Friday, April 4, 2014

Off in search of Hilltop House and Peter Rabbit

Thursday after breakfast we head out once again for the lake district, but this time passing Bowness on our way to Ambleside and the ferry that will take us to the other side of the lake.  We are going in search of Beatrix Potter, creator of Peter Rabbit.  It seems almost as soon as we get started we have arrived at the other side of the lake.  Once again we are turned around, trying to decide which narrow, winding, country road to head down.  We drive for what seems miles until we finally decide we are lost, we have missed the road entirely.  I forgot to mention that the nice lady at the hotel check in had drawn us a nice map with turn by turn directions.  Never mind that.  We are lost.  We finally decide in total frustration to just pull into the next available building's parking place and ask someone for directions.  There is a family getting out of the car next to ours.  "We're looking for Hilltop House", we say.  "Can you help us".  The nice gentleman just smiles at us and says 'you're here'.  We haven't a clue how we did it, but we have arrived.

Just like everything else in life, you have to either enter or exit through the gift shop.  In this case, it's enter and exit.  We spend a lot of time in the garden.  The hillside is so pretty.  So green.  And sheep are everywhere you look.  The garden has fresh vegetables growing.  Leeks and rhubarb.  Some onions and turnips.  I can see where you could imagine Peter getting into Mr.

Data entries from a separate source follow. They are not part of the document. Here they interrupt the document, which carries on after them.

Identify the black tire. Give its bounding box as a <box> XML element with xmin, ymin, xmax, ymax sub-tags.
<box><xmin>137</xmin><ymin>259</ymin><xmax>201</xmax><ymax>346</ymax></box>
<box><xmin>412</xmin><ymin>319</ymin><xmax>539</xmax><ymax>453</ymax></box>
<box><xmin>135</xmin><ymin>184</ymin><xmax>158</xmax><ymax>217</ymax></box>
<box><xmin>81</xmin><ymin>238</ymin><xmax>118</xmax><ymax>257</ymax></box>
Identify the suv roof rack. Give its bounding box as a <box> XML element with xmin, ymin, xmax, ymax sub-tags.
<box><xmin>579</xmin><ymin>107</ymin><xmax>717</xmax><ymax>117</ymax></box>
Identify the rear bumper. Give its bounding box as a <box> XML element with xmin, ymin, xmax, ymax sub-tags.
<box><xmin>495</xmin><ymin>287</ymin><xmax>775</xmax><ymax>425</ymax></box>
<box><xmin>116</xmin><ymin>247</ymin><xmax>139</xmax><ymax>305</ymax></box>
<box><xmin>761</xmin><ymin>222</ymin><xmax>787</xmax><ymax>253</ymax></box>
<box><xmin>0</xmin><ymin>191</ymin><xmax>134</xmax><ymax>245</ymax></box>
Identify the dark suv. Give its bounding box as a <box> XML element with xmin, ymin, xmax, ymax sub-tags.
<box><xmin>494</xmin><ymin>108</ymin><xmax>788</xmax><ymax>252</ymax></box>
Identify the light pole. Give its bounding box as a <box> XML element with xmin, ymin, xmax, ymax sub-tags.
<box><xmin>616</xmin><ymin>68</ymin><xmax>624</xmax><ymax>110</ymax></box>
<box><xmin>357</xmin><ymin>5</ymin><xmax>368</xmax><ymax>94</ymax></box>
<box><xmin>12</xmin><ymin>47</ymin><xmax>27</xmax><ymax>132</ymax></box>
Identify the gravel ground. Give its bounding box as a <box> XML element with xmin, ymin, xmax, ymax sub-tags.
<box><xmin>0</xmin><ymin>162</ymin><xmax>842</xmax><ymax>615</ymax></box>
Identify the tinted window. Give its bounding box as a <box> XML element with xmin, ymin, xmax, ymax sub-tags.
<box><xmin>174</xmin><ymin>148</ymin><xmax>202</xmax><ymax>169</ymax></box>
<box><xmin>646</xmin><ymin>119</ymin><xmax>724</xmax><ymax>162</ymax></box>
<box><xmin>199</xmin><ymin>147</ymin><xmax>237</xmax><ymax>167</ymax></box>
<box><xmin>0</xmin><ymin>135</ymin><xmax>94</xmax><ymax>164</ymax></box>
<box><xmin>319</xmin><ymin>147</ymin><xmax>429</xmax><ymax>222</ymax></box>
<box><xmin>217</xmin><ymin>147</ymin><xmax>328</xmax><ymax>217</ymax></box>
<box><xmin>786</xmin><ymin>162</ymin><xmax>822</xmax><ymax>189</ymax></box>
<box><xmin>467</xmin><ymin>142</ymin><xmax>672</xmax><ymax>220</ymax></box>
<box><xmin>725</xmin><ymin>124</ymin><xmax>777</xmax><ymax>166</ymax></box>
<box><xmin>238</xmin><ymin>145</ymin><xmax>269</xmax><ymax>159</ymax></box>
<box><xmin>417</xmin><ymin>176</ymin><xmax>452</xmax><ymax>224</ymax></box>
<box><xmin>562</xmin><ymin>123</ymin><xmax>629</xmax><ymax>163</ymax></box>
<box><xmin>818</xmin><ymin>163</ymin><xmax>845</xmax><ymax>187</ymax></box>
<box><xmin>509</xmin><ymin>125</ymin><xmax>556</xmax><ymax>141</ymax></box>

McGregor's garden.   In fact in one of the pictures in the little closed in garden if you look closely you can see a little brown bunny rabbit.  I wonder if Peter was at it again.

Beatrix Potter was born and reared in London.  Her parents were quite well off and they hoped she would marry and settle down with a man of some prominence.  Instead she choose to write and in so doing fell in love with her editor.  Her mother objected, thinking she would be marrying beneath her.  She had made so much money from the sale of her books that she could afford to do as she pleased so she moved to the lake district and bought the farm at Hilltop House.  Before they could marry her fiance died back in London.  Heartbroken, she decided to stay on in the house she had bought for them to live in when they married, even thought her parents tried desperately to get her to come home with them.  Later she married the estate agent who had sold her the farm, but not until she was forty two.  She was indeed a woman of independent means who knew her own mind.   One of the very few women in her day and age who had earned enough money to do as she pleased.

She loved the lake district and didn't want to see it broken up into developed little plots of land with houses on them.  She outbid all the developers, sometimes paying much more than the property was thought to be worth in order to outbid them.  What a wonderful thing








she did, for today this is one of the prettiest spots in England.  Unspoiled and left just like she found it.  Even the house was to be left just like it was when she lived in it.  She knew people would come to see it and she wanted them to see what it was really like.  On her death she left huge amounts of property to the National Trust for all who choose to come and enjoy.   Lovely thing to do.  Lovely woman.  Not only did she give children something for their childhoods they could remember and share with their children but she left for everyone else the wonderful lands in the lake district.